Back to the question of motivation for user contribution: because of Spock’s tagging features, the engine will become a really useful tool for finding people at companies, in particular locations, or with common interests. Here, for example, is what I find if I click on the tag “Google” that is listed under Eric’s name:

people associated with the google tag on spock

Spock already has 1425 people associated with Google in one way or another — and I’ll bet a lot of them aren’t in LinkedIn or other social networks that require people to build out their own network. (Spock’s relevance ranking clearly has room for improvement, though. John Battelle is an important guy with key insights into Google, but I wouldn’t put him ahead of Larry Page!)

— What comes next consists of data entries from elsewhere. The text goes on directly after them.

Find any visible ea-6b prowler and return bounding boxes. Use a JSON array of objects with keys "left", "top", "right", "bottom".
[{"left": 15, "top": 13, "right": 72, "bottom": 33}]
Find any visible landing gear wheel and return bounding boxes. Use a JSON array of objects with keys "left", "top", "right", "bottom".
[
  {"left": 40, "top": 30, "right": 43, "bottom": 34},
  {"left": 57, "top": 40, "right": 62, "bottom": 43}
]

What really gets me excited is that I’m told that Spock plans to support private tags, so you can manage your own people information spaces. This will also have a powerful network effect, in that people will be motivated to upload their address books and other lists. How much more useful to me would be a Spock-ified list of O’Reilly authors than the simple database we now keep them in, or a list of our conference speakers? In a lot of ways, my business is based on the ability to find the right person, the person who knows the most about a given topic and can write about it, or present about it at a conference, or point to other interesting people. It’s also based on keeping track of people. When we’re planning the invitation list for an event, we’re often poring over a spreadsheet — and asking ourselves, who was that again? Spock pulls together a relevant summary for each person, making it a great outboard memory connecting names, faces, topics and companies.

What’s more, Spock is still in its infancy. It has only a fraction of the people it will have once it gets out of private beta, and only a fraction of the features. This is definitely a product and a company to watch.

(It’s also a lot of fun, but that’s a subject for another post, once the product is live and it won’t just be a tease to talk about all the cool things you can do with it!)